Pour tout dire, la vie ne cesse de se détériorer à vue d'œil. A titre personnel, je ne suis pas touché de plein fouet, même si la crise a touché tous les Malgaches, notamment ceux qui travaillent. Bien sûr, la situation pourrait être pire, mais l'on oublie que cela est surtout causé par l'instinct de survie et la débrouillardise des Malgaches. Le plus dramatique est la situation des lycéens et des étudiants en fac, car l'on n'est jamais sûr de pouvoir travailler demain à cause des grèves et émeutes. (...)
Le régime d'Andry Rajoelina, pour ma part, fait exactement ce que j'attendais de lui, à savoir tout de travers. Bien sûr, il doit bien amadouer l'armée qui l'a installé au pouvoir. Au détriment du prix du carburant ou encore du prix des PPN, du riz, et surtout de la viande. Il n'est pas rare d'entendre s'écrier en entendant le prix du kilo de riz : "Mais pourquoi les gens ne se décident pas encore à descendre dans la rue ?" ou encore "Andry Rajoelina sera bientôt chassé du pouvoir comme il y est parvenu". Le Malgache est au bord de l'explosion.
  • Un "président" jamais élu, par Nirin
J'ai vécu le temps de Ratsiraka, Zafy Albert, Ravalomanana et maintenant Andry Rajoelina. Vous me pardonnez, mais je n'appellerai jamais ce dernier "président", puisque personne ne l'a élu. (...) Depuis 2009, Madagascar vit dans l'anarchie totale. le peuple s'appauvrit de jour en jour, les dahalos [voleurs de bétail] n'arrêtent pas de faire mal à nos paysans là-bas dans nos brousses, tandis que les "militaires" sont restés à Tana pour semer la répression au cas où les opposants du pouvoir oseraient sortir dans la rue pour faire entendre leur voix. Andry Rajoelina a bluffé tout le monde (ses partisans) en 2009 en disant qu'il allait délivrer les Malagasy de la dictature (s'il y en avait), qu'il allait suivre de près le prix des PPN et que tout le monde allait pouvoir acheter l'huile à 2 500 ariarys le litre, le riz à 500 ariarys le kilo et tant d'autres encore... Actuellement, rien de tout ça n'a été fait. (...)
  • Exploitation des ressources naturelles, par Vonihanta R.
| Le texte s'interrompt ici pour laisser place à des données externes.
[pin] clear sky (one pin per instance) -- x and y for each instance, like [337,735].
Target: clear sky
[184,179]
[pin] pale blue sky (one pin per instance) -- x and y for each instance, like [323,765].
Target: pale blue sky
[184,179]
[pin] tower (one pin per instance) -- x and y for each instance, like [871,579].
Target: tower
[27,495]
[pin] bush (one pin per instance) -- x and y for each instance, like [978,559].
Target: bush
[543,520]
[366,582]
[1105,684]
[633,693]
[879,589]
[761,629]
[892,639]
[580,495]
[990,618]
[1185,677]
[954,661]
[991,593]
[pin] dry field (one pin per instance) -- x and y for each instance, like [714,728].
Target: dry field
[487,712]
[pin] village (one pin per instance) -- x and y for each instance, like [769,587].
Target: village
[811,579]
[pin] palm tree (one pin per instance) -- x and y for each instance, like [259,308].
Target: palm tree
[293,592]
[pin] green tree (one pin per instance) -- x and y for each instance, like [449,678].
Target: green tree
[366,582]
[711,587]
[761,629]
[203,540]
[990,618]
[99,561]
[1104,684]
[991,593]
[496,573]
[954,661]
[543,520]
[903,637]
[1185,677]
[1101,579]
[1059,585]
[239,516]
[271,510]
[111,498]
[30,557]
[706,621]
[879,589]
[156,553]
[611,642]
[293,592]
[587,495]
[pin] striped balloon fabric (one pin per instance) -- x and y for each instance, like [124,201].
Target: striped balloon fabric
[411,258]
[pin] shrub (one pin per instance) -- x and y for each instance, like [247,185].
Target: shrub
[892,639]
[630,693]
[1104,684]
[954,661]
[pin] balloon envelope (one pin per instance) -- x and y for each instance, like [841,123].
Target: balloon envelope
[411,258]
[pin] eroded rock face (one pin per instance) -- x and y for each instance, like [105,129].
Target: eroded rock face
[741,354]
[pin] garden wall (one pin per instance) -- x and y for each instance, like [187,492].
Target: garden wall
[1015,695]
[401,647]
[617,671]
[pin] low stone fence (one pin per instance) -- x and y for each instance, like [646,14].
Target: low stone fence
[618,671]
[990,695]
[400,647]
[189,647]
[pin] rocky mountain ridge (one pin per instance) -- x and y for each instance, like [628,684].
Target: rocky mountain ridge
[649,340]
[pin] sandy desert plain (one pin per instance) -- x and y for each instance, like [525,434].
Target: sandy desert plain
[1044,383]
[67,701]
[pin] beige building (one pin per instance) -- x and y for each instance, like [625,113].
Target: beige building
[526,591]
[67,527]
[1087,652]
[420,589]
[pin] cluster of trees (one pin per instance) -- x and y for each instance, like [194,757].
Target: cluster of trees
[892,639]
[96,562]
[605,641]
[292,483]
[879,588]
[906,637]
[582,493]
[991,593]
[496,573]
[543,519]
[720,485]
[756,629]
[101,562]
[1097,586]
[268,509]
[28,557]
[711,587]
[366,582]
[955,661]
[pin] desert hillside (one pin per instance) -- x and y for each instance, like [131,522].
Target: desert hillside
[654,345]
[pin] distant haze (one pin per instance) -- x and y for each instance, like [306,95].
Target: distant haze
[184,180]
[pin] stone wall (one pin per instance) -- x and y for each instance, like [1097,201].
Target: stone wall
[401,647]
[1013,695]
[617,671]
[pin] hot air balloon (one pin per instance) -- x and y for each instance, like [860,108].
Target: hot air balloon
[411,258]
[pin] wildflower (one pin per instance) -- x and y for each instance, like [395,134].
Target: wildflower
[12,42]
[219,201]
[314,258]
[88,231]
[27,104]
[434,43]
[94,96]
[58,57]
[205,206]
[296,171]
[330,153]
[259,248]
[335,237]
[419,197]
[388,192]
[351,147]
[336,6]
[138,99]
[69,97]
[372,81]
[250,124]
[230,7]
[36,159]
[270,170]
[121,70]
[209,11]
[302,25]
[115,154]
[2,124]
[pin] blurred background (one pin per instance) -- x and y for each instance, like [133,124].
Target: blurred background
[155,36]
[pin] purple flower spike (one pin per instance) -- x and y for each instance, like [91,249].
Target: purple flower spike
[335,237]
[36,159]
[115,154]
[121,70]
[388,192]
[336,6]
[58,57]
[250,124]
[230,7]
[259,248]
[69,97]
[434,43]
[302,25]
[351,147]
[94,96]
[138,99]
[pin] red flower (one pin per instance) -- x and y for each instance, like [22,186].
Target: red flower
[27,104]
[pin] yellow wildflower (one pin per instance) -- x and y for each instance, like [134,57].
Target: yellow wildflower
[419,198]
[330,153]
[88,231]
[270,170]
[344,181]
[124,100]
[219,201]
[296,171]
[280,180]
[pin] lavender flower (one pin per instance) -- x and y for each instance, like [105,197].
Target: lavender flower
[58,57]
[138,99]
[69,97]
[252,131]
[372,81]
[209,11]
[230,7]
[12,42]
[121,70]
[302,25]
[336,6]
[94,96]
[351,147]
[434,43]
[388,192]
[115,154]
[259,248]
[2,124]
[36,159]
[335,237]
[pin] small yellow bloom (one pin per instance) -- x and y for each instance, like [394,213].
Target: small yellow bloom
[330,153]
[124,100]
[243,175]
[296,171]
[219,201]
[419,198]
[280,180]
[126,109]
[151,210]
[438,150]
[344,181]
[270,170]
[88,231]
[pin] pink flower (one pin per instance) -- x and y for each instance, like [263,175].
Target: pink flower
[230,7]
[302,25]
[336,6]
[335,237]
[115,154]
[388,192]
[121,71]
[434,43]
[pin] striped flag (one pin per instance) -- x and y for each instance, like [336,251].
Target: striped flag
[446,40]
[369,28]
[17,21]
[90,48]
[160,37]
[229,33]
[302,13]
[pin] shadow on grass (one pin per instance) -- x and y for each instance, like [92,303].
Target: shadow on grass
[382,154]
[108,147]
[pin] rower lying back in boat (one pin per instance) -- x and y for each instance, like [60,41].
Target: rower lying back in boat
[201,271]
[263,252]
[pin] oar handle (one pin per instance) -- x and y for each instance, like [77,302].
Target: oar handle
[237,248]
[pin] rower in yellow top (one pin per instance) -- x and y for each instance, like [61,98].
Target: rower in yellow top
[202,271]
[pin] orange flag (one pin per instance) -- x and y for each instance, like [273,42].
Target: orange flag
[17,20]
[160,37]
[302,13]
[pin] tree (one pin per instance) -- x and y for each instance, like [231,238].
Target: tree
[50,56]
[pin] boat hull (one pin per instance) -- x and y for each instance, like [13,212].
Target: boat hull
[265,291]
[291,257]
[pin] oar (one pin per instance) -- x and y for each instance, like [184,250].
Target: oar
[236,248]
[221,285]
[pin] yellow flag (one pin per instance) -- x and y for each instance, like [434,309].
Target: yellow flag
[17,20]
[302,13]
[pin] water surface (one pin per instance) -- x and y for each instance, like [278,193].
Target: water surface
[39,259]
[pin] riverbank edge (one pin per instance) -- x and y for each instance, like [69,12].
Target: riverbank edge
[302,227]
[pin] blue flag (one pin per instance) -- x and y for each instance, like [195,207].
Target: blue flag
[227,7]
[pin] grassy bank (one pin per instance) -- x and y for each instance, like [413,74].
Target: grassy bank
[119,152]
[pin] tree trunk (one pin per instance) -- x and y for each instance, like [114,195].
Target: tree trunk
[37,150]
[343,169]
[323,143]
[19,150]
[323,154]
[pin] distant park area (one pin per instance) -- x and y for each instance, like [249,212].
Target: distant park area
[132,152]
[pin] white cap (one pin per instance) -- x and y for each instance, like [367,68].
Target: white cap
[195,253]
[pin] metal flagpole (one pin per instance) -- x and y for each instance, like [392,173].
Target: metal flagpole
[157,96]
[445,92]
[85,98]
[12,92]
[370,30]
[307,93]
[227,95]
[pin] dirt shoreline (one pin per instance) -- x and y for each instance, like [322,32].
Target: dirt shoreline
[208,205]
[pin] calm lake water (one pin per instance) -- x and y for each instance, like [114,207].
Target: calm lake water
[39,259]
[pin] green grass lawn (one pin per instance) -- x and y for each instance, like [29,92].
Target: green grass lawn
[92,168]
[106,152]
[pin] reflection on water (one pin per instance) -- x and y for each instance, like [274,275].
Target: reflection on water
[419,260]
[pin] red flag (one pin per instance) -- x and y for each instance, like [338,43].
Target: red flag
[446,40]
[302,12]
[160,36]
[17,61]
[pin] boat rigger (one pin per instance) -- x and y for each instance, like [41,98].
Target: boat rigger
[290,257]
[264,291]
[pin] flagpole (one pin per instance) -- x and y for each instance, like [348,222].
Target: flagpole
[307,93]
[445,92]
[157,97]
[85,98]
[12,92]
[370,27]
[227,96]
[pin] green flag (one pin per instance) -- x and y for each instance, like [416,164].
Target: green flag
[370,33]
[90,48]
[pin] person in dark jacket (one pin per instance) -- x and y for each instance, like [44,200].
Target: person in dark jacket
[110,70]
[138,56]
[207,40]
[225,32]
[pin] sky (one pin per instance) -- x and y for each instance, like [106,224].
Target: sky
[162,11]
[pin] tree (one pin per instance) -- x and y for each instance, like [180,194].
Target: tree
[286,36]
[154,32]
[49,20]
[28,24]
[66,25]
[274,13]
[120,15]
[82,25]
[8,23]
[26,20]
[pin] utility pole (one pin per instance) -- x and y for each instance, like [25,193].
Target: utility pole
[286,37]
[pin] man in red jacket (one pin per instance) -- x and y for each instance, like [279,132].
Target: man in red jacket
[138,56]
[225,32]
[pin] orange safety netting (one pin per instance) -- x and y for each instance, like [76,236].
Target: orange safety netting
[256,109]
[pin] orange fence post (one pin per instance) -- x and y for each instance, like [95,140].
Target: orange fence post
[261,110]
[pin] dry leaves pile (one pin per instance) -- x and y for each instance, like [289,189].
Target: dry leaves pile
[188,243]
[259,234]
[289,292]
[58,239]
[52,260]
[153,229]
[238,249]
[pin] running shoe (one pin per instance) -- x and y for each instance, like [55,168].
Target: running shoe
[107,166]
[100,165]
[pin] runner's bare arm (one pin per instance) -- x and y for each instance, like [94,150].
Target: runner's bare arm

Depuis février 2012, je ne vis plus à Madagascar, mais j'y vais encore régulièrement pour mes travaux de recherche. C'est encore plus dur de faire le parallèle entre ce que vivent les citoyens d'un autre pays et ce que nous, Malgaches, nous devons subir au quotidien. Déjà que le droit d'avoir notre mot à dire sur la vie politique nous a été retiré par ce coup d'Etat de mars 2009, mais depuis, on vit avec le sentiment d'impuissance au quotidien. Nos forêts se font piller pour leur bois de rose, on n'y peut rien, des contrats d'exploitation minière se concluent avec des entreprises étrangères, on l'apprend dans les médias étrangers et on n'a rien à dire. Bien sûr, le pillage de nos ressources naturelles et minières a existé bien avant cette crise politique, mais voir l'ampleur que ça a pris depuis 2009 est tout simplement révoltant.
On vit dans un pays sans lois, sans autorités : un magistrat se fait tuer par les policiers pour avoir condamné un des leurs impliqué dans des affaires de vols, les Dahalo défient et narguent les militaires... Et cette insécurité permanente : dans les rues de Tana [Antananarivo] il vaut mieux éviter de porter tout objet qui puisse attirer l'attention, rouler les vitres fermées et les portières verrouillées pour éviter de se faire agresser dans les embouteillages. On en devient paranoïaque. Quant à l'actualité politique, je suis complètement dégoûtée et je ne la suis plus, à force d'être gavée de ce simulacre politique digne d'un mauvais film de série B.